There is no way we are going to get it right all the time, stress, pressure, unexpected stuff ups create less than ideal responses in all people (including me).

We need processes in place to anticipate and deal with those in a good faith way that honours our intentions and recognise how power imbalances play out. Embracing different models of leadership and shared decision-making helps. Core values need to not just be decided on together but drive our processes. For example what do disciplinary processes that situate learning, development and manaaki over punishment look like? How do we ensure that accountability and responsibility are not undermined by a desire to maintain relationships?
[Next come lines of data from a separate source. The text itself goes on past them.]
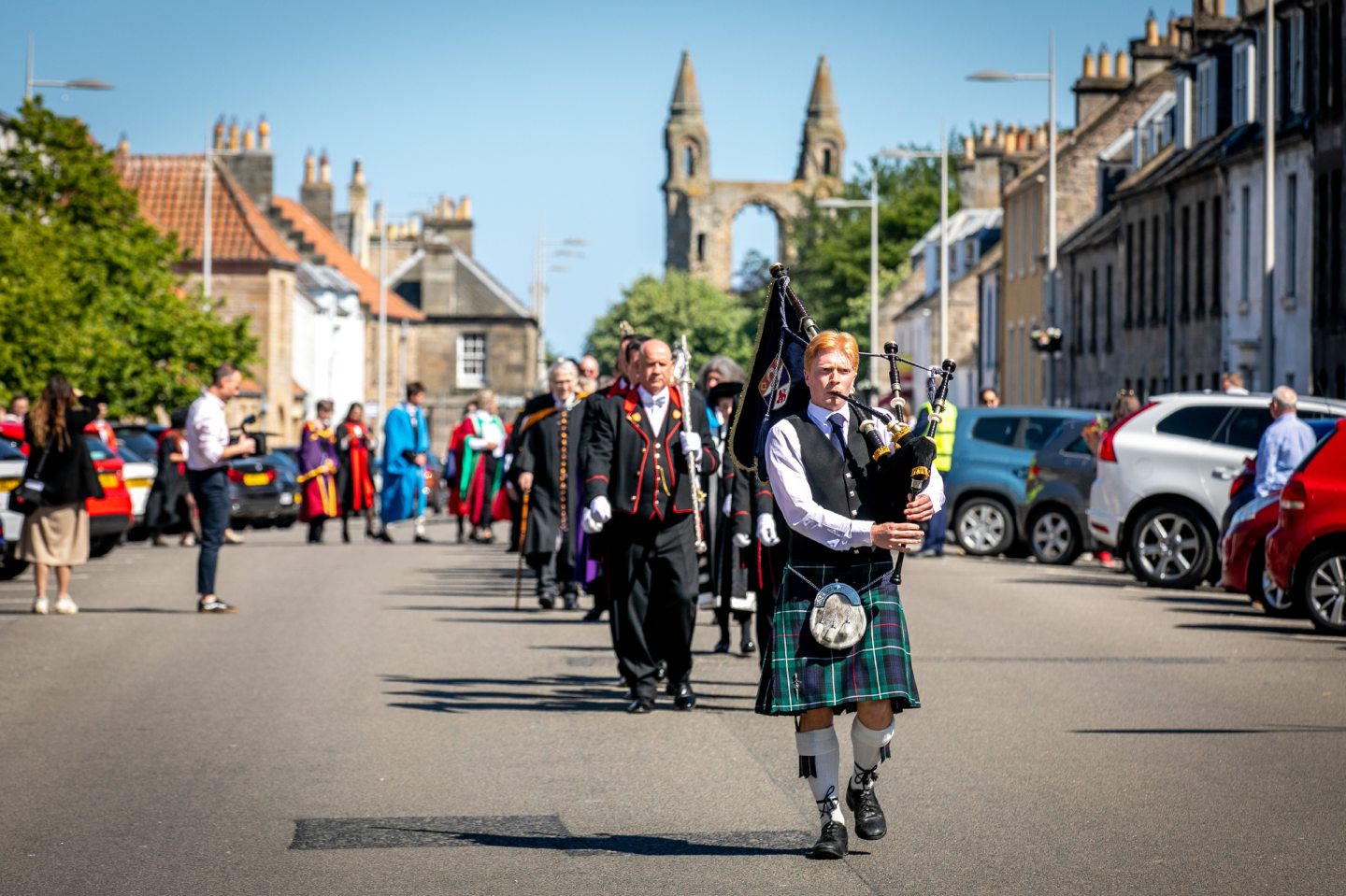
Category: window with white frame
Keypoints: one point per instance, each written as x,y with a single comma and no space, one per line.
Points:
1206,85
1245,83
471,361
We also needed different tools and resources to create a different workplace culture and structure. For people to work flexibly with their caregiving responsibilities, to support people’s emotional wellbeing, their learning aspirations, and to be a good Te Tiriti partner we need to have the policies and practices to do so, and be clear on what the financial resources needed are. We also need to think about our relationships with people who we do work differently: long term, and values driven.

It is not enough to mean well in a context of work, including employment laws, that creates little room for a different way of thinking about what work can be for. Often we are looking for new ideas and adapting as we go, standard performance plans won't cut it, we need something more expansive. It requires trust and transparency across the organisation and board, and a certain level of emotional competence and effort as we grapple with the unknown at times.

Reconceptualising work brings diversity of thought and experience

Creating workplaces that build the mental and spiritual health of people in that organisation (in the deepest and broadest meanings of those words) starts with reconceptualising what workplaces are for.

One of the benefits of refocusing in this way, no matter how slowly,  is the diversity of thought and skills that come into the organisation. People with a variety of life experiences, with different skills and competencies emerge. These skills also emerge from people already in a workplace.

We have also found unexpected and important relationships with other organisations have developed organically. It's a journey, creating workplaces and ultimately an economy that seek to actively build people’s health and wellbeing, as opposed to treating it as something that will hopefully flow from a “successful” organisation. There is complexity and there are hard conversations. But it is worth it.

Transforming workplaces is critical to our development as a society. Something for our politicians to ponder as our conversations about mental health and wellbeing become more frequent.